Travelocity.com (Nasdaq: TVLY) said Wednesday that it brought in record revenue for the fourth quarter of 2000 and predicted that it would turn profitable by summer.
The online travel site said that it brought in US$65.5 million in revenue during the quarter, more than double the same period a year earlier. Travelocity also cut its operating loss for the quarter to less than $1 million, or 5 cents per share. Analysts had been expecting a loss of about 14 cents.
“We have updated our outlook and believe we will be at or close to profitability by the end of the second quarter of 2001,” Travelocity chief financial officer Ramesh Punwani said.
The new outlook for the Fort Worth, Texas company moves profitability up by about six months, a position that will protect Travelocity from having to return to the capital markets for additional funding sources. Many e-commerce firms are finding it next to impossible to gain additional funds in today’s markets.
Unlike other dot-coms, Travelocity said it actually saw an increase in advertising revenue. The company cited the busy holiday travel season as well as its partnership with America Online for boosting ad revenue.
“While 2000 was a disappointing year for many e-commerce companies, we stayed the course and executed the plan,” Travelocity chief executive officer Terrell B. Jones said.
Still Many Lookers
Jones said that Travelocity has made strides in converting more of its visitors “from lookers into bookers,” posting an 8.1 percent conversion rate in the fourth quarter, compared to 5 percent a year before. However, he said that millions of visitors remain on the sidelines.
The traffic numbers reflect “a tremendous growth opportunity,” according to Jones.
For the year, Travelocity said it booked $2.5 billion worth of travel, more than double its 1999 rate.
Growth and Consolidation
The online travel sector is expected to be one of fastest-growing areas of e-commerce in coming years. Gartner Group recently said that online travel bookings will rise from $5 billion in 1999 to more than $30 billion by the end of this year.

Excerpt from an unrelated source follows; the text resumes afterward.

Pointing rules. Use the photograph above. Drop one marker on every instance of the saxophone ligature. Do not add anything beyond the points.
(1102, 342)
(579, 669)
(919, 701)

At the same time, widespread consolidation is predicted for the industry. In fact, a report last year from Bear Stearns predicted that 80 percent of 1,000 then-existing travel sites would be out of business within four years.
Warding off Airlines
Travelocity stands to gain from delays in the launch of Orbitz, a cooperative project involving 30 airlines, including the powerful trio of American, United and Northwest. Originally expected to be in business last fall, Orbitz has delayed its launch until this summer.

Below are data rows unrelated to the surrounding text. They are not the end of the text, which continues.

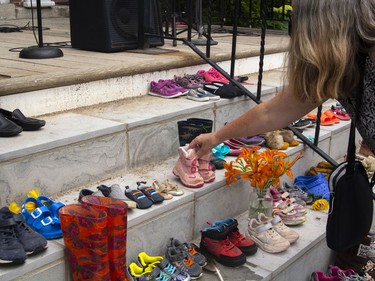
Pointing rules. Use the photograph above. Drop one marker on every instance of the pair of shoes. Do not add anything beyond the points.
(17, 239)
(181, 256)
(201, 95)
(315, 185)
(42, 215)
(212, 75)
(155, 268)
(191, 171)
(166, 89)
(219, 239)
(190, 128)
(262, 231)
(144, 196)
(167, 189)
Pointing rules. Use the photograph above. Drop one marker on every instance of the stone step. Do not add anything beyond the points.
(183, 218)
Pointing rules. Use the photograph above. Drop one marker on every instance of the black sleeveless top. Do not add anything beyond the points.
(366, 123)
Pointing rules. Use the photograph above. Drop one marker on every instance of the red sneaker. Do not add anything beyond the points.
(215, 242)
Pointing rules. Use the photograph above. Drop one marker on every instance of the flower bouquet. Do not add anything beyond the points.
(263, 169)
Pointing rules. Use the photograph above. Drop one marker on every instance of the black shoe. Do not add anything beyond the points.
(11, 249)
(31, 241)
(8, 128)
(27, 123)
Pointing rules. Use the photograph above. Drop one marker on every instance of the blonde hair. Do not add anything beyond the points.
(327, 37)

Meanwhile, a group of U.S. states has stepped forward to express their concerns that Orbitz will pose an anti-competitive threat and violate antitrust laws. The American Society of Travel Agents has challenged the formation of Orbitz on similar grounds.

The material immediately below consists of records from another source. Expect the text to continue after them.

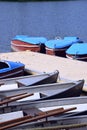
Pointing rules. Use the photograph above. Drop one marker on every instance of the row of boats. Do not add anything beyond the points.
(40, 101)
(71, 46)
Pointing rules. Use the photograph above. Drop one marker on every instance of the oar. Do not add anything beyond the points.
(35, 118)
(28, 116)
(15, 98)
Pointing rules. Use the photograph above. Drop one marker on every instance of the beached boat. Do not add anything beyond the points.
(23, 43)
(28, 80)
(47, 115)
(43, 92)
(59, 46)
(11, 69)
(77, 51)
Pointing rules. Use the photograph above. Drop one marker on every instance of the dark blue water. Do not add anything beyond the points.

Orbitz has been seen as so much of a threat to Travelocity that before its name was unveiled, it was known during development as T2, or “Travelocity Terminator,” referring to whether the airlines plan to use the site to essentially cut out other online travel sites and sell tickets directly to customers.
Stake in Asia Venture
Travelocity also said Wednesday that it would join 11 major airlines in the Asia-Pacific market in launching an online travel exchange.
Travelocity will provide the technology for the venture and take an equity stake in the project, which involves China Airlines, Air New Zealand, Singapore Airlines and others.